Au cours des années 70, une série d’études et de travaux prospectifs commandés par les gouvernements ( » Plan for an Information Society », préparé par le Japan Computer Usage Development Institute, Jacudi, Rapport » National Information Policy » préparé par Nelson Rockfeller, rapport Nora-Minc sur l’informatisation de la société) et par l’OCDE attirent l’attention sur :
• le poids économique des industries de l’informatique et des télécommunications
• la convergence entre informatique et télécommunications
• l’impact de l’informatique et des télécommunications sur l’économie, l’emploi, les libertés publiques.
Il s’agit d’organiser le passage de la société industrielle à la société informationnelle, en stimulant les industries nationales de l’informatique et des télécommunications (politiques industrielles de l’informatique en Europe, dé-reglementation aux États Unis), en élaborant un cadre juridique pour cette « nouvelle économie de l’information » (à commencer par les lois de type « informatique et libertés ») .
- Politique d’information scientifique et technique :
Des la fin des années 50, l’idée d’une politique de l’information (information policy) s’était fait jour aux États Unis dans les milieux de la documentation.

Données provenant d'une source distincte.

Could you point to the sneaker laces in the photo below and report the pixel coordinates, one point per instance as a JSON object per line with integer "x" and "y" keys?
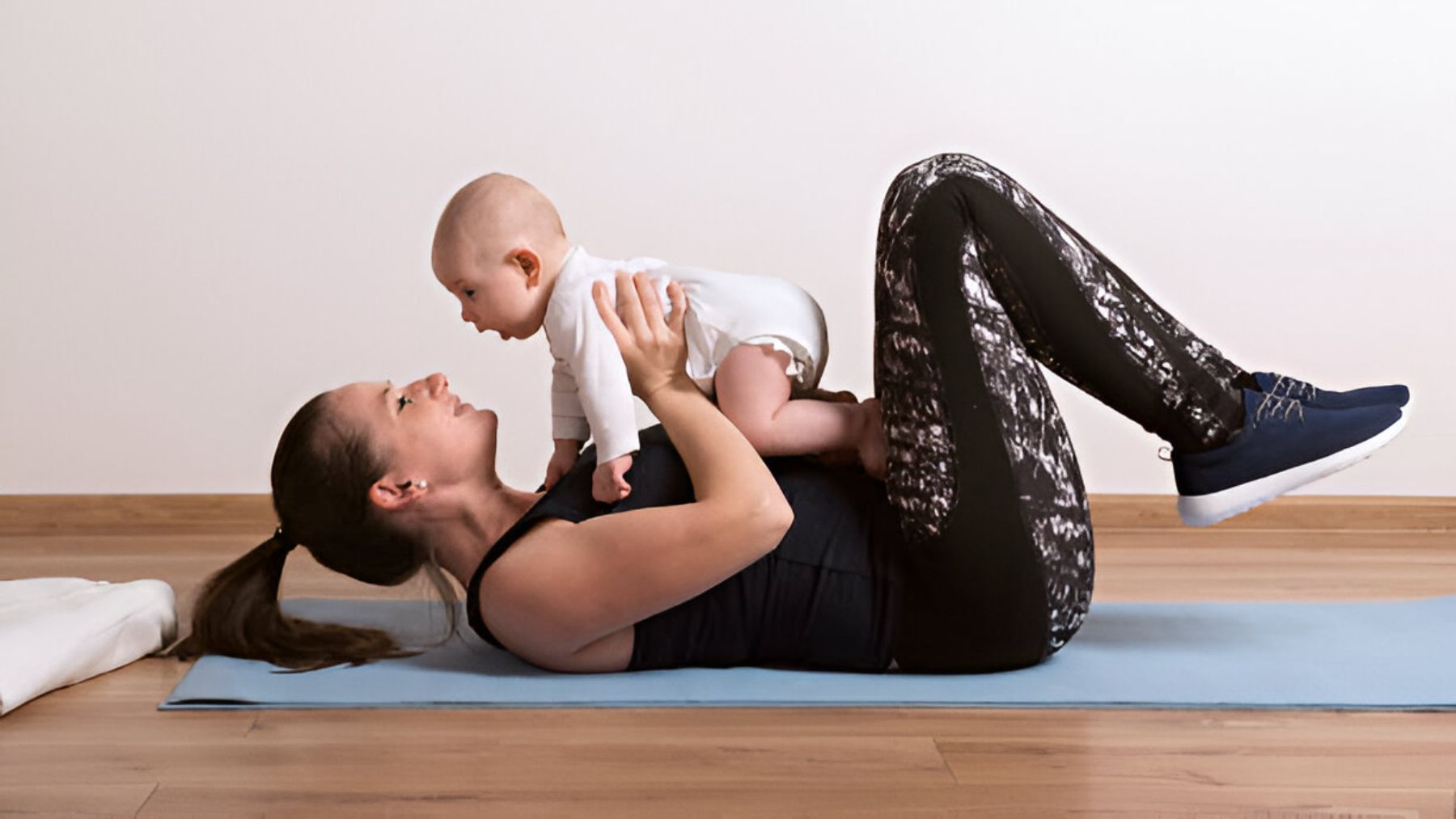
{"x": 1295, "y": 389}
{"x": 1280, "y": 406}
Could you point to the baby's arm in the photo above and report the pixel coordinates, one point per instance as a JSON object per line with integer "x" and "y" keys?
{"x": 590, "y": 391}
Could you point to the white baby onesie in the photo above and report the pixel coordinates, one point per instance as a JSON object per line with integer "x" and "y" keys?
{"x": 590, "y": 391}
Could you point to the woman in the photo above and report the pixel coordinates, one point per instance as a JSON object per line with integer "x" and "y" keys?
{"x": 975, "y": 555}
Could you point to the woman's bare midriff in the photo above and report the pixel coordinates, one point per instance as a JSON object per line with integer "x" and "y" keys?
{"x": 607, "y": 653}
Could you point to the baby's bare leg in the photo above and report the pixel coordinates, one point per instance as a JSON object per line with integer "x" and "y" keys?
{"x": 753, "y": 391}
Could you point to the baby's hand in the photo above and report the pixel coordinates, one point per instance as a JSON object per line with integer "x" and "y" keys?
{"x": 607, "y": 485}
{"x": 561, "y": 463}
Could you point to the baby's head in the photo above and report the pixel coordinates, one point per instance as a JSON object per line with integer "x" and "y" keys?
{"x": 498, "y": 249}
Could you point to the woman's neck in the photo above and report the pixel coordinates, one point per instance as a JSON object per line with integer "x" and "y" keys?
{"x": 463, "y": 543}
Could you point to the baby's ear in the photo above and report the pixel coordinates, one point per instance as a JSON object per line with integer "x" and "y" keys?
{"x": 529, "y": 262}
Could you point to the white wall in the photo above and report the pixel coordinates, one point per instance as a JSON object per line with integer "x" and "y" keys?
{"x": 213, "y": 211}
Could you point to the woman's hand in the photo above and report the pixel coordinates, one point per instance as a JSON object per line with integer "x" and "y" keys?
{"x": 653, "y": 349}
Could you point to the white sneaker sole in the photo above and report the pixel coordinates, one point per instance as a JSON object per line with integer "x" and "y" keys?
{"x": 1208, "y": 509}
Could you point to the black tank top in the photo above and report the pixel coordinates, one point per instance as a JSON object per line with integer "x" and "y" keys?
{"x": 823, "y": 600}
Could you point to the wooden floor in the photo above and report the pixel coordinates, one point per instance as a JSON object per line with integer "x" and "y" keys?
{"x": 102, "y": 748}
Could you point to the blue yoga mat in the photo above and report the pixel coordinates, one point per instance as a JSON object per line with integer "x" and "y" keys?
{"x": 1382, "y": 655}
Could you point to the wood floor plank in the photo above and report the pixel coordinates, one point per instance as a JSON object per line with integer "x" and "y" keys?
{"x": 118, "y": 799}
{"x": 750, "y": 802}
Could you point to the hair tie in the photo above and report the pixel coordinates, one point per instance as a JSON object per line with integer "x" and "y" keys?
{"x": 287, "y": 543}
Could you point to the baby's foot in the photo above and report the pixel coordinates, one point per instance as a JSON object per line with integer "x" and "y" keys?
{"x": 873, "y": 441}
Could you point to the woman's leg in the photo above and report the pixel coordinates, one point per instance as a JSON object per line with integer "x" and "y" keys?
{"x": 976, "y": 282}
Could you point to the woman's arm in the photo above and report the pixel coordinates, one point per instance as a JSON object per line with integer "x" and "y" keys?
{"x": 575, "y": 584}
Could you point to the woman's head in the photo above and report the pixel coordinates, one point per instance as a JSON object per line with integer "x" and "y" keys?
{"x": 347, "y": 483}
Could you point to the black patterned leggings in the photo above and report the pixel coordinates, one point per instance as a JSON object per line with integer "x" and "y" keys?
{"x": 976, "y": 282}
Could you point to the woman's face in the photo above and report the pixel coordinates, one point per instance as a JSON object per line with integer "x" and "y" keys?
{"x": 422, "y": 429}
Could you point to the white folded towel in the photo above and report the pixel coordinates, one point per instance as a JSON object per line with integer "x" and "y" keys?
{"x": 56, "y": 631}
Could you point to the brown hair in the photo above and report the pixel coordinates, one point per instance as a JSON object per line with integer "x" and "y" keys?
{"x": 320, "y": 478}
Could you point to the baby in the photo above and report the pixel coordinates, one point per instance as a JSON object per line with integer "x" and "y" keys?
{"x": 755, "y": 344}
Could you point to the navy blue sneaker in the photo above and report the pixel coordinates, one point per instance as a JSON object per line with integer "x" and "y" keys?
{"x": 1308, "y": 395}
{"x": 1283, "y": 444}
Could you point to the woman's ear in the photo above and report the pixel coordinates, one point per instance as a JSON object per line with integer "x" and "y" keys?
{"x": 389, "y": 495}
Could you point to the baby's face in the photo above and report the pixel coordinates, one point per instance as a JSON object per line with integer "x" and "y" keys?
{"x": 494, "y": 296}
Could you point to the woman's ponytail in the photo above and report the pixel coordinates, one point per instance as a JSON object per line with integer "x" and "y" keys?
{"x": 238, "y": 615}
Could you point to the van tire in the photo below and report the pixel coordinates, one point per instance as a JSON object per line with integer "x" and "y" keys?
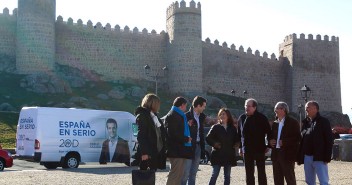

Le lancement des grands programmes technologiques mit à l’ordre du jour la nécessité de « mobiliser » la documentation scientifique et technique . Les agences fédérales, dotées de gros moyens et souvent orientées vers une mission (programme spatial, programme nucléaire, santé) furent à l’initiative des premiers systèmes documentaires automatisés et financèrent la mise au point des premiers logiciels documentaires. La NSF, de son coté, incitait les sociétés savantes à moderniser leurs systèmes documentaires, à commencer par celui de l’American Chemical Society.
Aux États Unis, c’est le lancement du premier Spoutnik et la menace d’un décrochage technologique vis à vis de l’URSS qui avaient été invoqués pour légitimer l’intervention de l’État dans le domaine de l’information scientifique. En Europe, dix ans plus tard, c’est la menace d’une dépendance vis à vis des systèmes d’information automatisés nord américains qui fut invoquée pour justifier la mise en place de programmes plus ou moins ambitieux, plus ou moins bien dotés.
- Politique des bibliothèques et de la documentation :
Les techniques et les méthodes mises au point pour automatiser la documentation scientifique et technique trouvèrent un champ d’application dans la gestion des bibliothèques publiques et universitaires. L’informatisation des bibliothèques, l’émergence du prêt intensif avec la banalisation de la reprographie, l’explosion du nombre des publications dans un contexte d’augmentation du coût des abonnements et des acquisitions débouchèrent sur des programmes de rationalisation des bibliothèques (catalogues collectifs) et l’élaboration d’une de politiques documentaires nationales.
- Les politiques orientées vers le développement d’une industrie (privée) de l’information
L’industrie de l’information a pris très tôt conscience d’elle même aux États Unis : regroupant un tissu de sociétés dont l’activité principale était le commerce d’informations professionnelles (information financière et marketing, documentation juridique et professionnelle), elle s’est organisée en « groupe de pression » pour faire valoir ses intérêts vis à vis des pouvoirs publics, face aux compagnies de téléphone et aux lobbies puissants de la presse et de l’édition généraliste.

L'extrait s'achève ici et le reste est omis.